Recipe to training guidelines: https://karpathy.github.io/2019/04/25/recipe/

## GAN Evaluation

### The Inception Model
The Inception Model is a concatenation of the outputs of layers of different filter sizes that allows deeper networks. The Inception Score and the Frechet Inception use the Inception Model for their calculations.

### Kullback Leibler (KL) Divergence
The KL divergence is a measure of distance between two probability distributions.
- Low KL divergence means that the distributions are similar
- High KL divergence means that they are different

### The Inception Score
The Inception Score leverages the KL divergence and the inception model to evaluate generated samples. To calculate the inception score, build two probability distributions.
- Conditional Distribution – feed a generated sample through the inception model pre-trained on the ImageNet dataset.

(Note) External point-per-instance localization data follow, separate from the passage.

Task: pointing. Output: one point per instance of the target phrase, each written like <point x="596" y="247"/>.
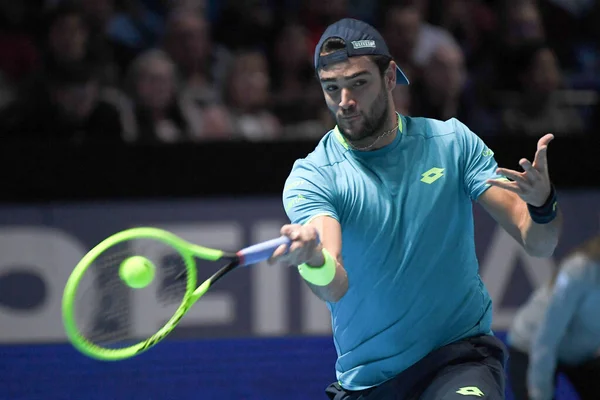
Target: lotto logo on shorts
<point x="470" y="391"/>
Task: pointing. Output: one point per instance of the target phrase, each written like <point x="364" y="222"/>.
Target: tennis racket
<point x="96" y="300"/>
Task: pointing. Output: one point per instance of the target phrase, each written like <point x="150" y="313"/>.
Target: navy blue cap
<point x="361" y="40"/>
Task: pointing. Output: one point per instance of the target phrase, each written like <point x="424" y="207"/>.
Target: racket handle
<point x="261" y="251"/>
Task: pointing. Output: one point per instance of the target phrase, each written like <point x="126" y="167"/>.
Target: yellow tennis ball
<point x="137" y="272"/>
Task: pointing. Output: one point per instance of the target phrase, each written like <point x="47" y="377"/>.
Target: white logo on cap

The inception model will output a probability distribution with the last soft-max layer.
- Marginal Distribution – the mean of all the p(y|x) over all of the x values.
- Use KL Divergence to measure the distance between the two distributions

__Limitations__:
The inception score is a great tool to calculate a GAN performance but has some limitations:
- It relies on a model pre-trained on the ImageNet dataset.
- It does not take into account the real dataset, which can be limiting in some situations.

### Frechet Inception Distance
Frechet Inception Distance or FID measures the distance between two multinomial Gaussian distributions, where the mean and covariance are calculated from the real and the generated samples.